Powers refused to comment on the situation besides saying talks were ongoing, as the school is a rumored target for multiple conferences. The latest news from Texas-based media outlets suggests Texas could join Oklahoma in the Pac-12, but rumors also put the Longhorns in the ACC or as an independent school without conference affiliation.
Beleaguered Big 12 commissioner Dan Beebe called the actions by Oklahoma and Texas anticipated, but indicated he feels the conference continues to be as strong today for all of our current members as it was last year.
Whether that is true ultimately depends on whether Oklahoma and Texas stick with the Big 12 or fly the coop for the Pac-12. Oklahoma has been public in its affection for the Pac-12, while Texas has played its hand a bit closer to vest.
Similar to Oklahoma, Texas likely won't make a move without its in-state brother, Texas Tech, which could prove a problem for some conferences -- notably the ACC. The other big issue at hand concerns Texas' Longhorn Network channel with ESPN.

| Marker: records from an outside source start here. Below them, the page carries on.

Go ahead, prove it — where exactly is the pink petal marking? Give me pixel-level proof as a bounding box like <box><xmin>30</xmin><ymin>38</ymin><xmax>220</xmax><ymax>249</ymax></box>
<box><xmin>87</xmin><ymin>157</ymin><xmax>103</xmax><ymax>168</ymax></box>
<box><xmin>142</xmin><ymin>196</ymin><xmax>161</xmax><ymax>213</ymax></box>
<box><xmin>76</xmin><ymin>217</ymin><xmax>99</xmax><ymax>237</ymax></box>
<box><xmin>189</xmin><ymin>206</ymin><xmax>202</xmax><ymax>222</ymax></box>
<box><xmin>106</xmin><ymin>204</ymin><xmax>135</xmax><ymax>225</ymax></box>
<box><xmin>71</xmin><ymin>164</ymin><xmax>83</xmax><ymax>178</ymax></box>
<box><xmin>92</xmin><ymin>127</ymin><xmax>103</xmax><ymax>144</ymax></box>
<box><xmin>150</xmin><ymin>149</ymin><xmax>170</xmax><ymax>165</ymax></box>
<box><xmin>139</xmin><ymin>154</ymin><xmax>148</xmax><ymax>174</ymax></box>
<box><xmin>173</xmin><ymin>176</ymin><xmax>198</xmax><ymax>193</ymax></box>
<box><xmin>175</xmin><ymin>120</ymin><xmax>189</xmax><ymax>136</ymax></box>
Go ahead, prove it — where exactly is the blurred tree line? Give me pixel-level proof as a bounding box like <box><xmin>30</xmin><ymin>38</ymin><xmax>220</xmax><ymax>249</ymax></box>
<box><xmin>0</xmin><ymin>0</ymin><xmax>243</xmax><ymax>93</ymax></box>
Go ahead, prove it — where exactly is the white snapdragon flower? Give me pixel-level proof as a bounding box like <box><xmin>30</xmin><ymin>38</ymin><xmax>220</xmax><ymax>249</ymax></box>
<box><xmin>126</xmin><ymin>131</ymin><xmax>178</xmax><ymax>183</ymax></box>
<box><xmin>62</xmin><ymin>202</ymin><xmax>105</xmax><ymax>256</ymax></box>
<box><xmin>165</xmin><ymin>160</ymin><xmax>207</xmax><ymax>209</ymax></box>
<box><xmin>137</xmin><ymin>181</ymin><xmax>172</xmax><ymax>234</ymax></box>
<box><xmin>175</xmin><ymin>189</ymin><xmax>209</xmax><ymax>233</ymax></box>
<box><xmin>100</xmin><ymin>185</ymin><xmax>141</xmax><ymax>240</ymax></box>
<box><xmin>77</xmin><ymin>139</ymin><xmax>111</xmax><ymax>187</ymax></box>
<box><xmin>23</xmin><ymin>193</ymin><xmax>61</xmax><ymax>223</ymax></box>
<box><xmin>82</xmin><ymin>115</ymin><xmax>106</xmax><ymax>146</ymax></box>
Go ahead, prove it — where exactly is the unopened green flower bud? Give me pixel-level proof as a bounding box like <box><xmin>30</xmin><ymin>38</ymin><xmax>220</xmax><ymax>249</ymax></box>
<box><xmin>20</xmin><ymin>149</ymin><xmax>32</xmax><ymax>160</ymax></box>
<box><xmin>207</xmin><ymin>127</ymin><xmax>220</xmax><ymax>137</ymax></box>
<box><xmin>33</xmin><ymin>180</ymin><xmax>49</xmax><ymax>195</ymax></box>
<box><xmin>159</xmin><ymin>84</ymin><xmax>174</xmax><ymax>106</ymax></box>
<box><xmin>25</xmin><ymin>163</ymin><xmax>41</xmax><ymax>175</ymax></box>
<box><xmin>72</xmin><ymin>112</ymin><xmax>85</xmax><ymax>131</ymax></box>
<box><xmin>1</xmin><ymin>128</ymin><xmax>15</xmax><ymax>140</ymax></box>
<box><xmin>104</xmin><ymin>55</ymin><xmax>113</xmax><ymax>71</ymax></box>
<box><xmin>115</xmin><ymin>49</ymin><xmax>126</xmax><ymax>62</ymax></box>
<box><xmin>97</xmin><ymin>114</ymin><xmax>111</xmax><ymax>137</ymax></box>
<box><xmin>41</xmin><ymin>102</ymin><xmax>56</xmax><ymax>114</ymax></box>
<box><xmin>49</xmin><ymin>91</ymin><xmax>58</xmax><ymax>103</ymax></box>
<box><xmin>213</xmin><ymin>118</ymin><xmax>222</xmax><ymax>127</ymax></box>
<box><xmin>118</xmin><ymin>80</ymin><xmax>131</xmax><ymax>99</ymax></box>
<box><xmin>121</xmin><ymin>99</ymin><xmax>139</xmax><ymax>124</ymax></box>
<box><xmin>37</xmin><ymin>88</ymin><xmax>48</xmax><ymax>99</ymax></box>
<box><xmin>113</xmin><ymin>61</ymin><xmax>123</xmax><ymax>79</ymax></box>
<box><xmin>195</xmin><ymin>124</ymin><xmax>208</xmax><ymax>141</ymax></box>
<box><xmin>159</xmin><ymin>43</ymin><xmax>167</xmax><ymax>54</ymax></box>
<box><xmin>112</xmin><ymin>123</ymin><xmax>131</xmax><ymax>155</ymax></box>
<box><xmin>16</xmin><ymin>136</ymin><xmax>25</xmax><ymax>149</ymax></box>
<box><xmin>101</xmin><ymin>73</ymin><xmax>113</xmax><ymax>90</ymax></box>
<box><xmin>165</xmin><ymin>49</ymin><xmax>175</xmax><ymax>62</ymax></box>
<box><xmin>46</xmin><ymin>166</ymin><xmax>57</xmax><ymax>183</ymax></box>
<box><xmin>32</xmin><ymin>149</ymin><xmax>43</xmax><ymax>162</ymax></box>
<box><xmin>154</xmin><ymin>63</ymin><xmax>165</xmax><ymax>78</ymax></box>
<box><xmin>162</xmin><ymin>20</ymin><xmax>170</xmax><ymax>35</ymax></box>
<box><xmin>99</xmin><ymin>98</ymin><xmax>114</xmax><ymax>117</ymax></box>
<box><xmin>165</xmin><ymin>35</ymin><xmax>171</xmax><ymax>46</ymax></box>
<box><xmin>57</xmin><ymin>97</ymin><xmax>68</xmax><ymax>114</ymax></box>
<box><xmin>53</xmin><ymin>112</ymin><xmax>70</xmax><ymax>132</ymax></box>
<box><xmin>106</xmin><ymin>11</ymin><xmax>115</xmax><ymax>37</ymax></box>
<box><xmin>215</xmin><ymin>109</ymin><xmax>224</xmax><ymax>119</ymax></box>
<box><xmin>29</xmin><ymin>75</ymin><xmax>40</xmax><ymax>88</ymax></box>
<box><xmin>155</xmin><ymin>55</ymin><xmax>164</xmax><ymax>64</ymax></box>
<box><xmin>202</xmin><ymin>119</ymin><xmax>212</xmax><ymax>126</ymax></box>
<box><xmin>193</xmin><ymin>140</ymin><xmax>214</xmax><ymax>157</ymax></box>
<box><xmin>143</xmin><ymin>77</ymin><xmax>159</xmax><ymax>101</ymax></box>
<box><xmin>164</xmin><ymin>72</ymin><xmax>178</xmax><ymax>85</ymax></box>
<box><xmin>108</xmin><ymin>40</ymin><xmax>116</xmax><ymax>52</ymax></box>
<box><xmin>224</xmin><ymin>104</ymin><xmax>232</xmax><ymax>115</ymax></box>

The Longhorn Network angered Texas A&M so much that it applied to join the SEC, which set off this most recent conference realignment carousel. The Pac-12 already has a regional television network in place and it's believed that the conference isn't likely to accept Texas with the LHN as it currently stands, but it's possible if some concessions by both are made.
Pac-12 school administrators continue to indicate the conference is content as it currently stands, but popular opinion believes the conference wouldn't turn Oklahoma or Texas away at the door.
It's kind of funny, the stuff that's being reported. Right now, there is no desire to expand the conference, Michael Crow, Arizona State president and outgoing chair of the Pac-12 CEO Group, told USA Today. There are orbital shifts that might get our attention, but we just put this thing together and we'd like to see it work.
The conference realignment talks have moved at a rapid pace, most notably with the Pittsburgh and Syracuse quickly moving to the ACC remiss of a lot of media speculation, and that figures to continue. Oklahoma president Boren would love to see a result sooner rather than later showing it's possible the Sooners could announce intentions to join the Pac-12 by the end of this week.